Under its venerable leader, Gennady Zyuganov, the party has been careful to avoid confrontation with the Kremlin. That has led a lot of critics to dismiss it as “Putin’s pocket communist party,” and it has indeed seemed all-too-willing to accept the perks that go with being part of the establishment. When tens of thousands of middle class Russians took to the streets in 2011 to protest alleged mass fraud by the ruling United Russia party , the party was slow to join in, even though it had its own catalogue of grievances over alleged dirty tricks and vote-stealing by the Kremlin party. And when the street protests wound down, the CP managed to avoid the fate of liberal and other leftist groups, who were hounded by mass arrests, subjected to political trials, and in some cases driven into exile.
That makes some long-time observers cynical about the CP’s potential as a vehicle for genuine social change.
“In the Putin era the CP has become completely integrated into the system,” says Boris Kagarlitsky, a veteran left-wing intellectual. “It has been said that ‘the CP is not so much a political party anymore, as it is a licensed monopoly to provide opposition services to the public.’ That sums it up pretty well.”
But Listov, the party youth chief, insists that perception is wrong. For example, he says, the fact that the CP strongly supports the Kremlin’s current foreign policy is because Putin has come around to the CP’s point-of-view about the West, not the other way around.
“When Putin came to power, he tried his best to be a partner with the US. We warned that wouldn’t work, that they would only exploit Russian weakness to expand NATO and isolate us,” he says. “Now Putin has learned through hard experience that the West can’t be trusted. He won’t give us any credit, of course, but it’s our policy not his.”
Unlike many European former communist parties, Russia’s CP has never fully embraced parliamentarism, where parties alternate in power according to the results of elections. Russia’s CP continues to believe that social revolution will be necessary to return the country to the path of socialism. And younger communists seem more emphatic about this than their elders.

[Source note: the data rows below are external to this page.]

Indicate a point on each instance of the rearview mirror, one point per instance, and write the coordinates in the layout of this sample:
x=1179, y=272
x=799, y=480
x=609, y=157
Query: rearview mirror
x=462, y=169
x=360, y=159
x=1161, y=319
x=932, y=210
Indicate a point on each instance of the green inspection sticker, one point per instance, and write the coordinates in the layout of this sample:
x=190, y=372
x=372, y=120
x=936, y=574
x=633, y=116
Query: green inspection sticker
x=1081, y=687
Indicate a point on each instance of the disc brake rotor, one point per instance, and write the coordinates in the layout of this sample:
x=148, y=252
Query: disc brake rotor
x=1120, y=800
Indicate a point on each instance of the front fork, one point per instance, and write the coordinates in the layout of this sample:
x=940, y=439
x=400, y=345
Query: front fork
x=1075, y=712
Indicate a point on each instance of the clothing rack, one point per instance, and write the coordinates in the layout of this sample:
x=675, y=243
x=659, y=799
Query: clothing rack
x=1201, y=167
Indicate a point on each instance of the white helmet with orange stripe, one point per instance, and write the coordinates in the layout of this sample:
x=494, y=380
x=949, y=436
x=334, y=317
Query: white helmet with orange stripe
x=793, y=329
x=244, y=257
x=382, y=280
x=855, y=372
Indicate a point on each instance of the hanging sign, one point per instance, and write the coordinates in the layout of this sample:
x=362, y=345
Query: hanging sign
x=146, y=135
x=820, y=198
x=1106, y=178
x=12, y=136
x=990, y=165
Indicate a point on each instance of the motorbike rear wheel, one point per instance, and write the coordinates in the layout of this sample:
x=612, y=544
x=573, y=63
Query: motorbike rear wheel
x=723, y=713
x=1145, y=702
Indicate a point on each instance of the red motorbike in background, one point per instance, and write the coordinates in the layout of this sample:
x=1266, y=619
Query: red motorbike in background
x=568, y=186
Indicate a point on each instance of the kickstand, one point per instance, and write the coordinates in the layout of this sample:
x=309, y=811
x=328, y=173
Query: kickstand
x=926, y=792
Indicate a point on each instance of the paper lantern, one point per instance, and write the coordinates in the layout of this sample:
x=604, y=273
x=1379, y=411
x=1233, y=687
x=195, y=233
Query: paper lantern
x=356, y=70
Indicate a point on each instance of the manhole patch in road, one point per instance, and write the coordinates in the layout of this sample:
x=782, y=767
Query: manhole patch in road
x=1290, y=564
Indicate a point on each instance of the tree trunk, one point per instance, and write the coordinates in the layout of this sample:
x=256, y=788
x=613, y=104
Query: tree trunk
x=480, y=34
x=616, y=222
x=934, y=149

“We are not thinking of revolution as a change of one leader by another,” says Kopelev, the law student. “For us it’s a social transformation through mass action, and participating in elections is just one aspect of that.”
The Kremlin has been worried enough about the CP, with its solid and durable base of support, to try about a decade ago to replace it with an artificial but totally loyal left-wing party, Fair Russia. But that did not enjoy much electoral success, leaving the pro-Putin United Russia party scrambling in this election cycle to outflank the Communists’ “anti-crisis program” with populist measures such as raising the minimum wage and increasing pensions.
“Our biggest problem is that the ruling party keeps stealing our ideas,” says Listov. “Of course they’re not solid or systematic about it, it’s just populism. But it shows what they are afraid of. People are hurting, and they know who is the most reliable defender of living standards and social equality in this country. And we are not going away.”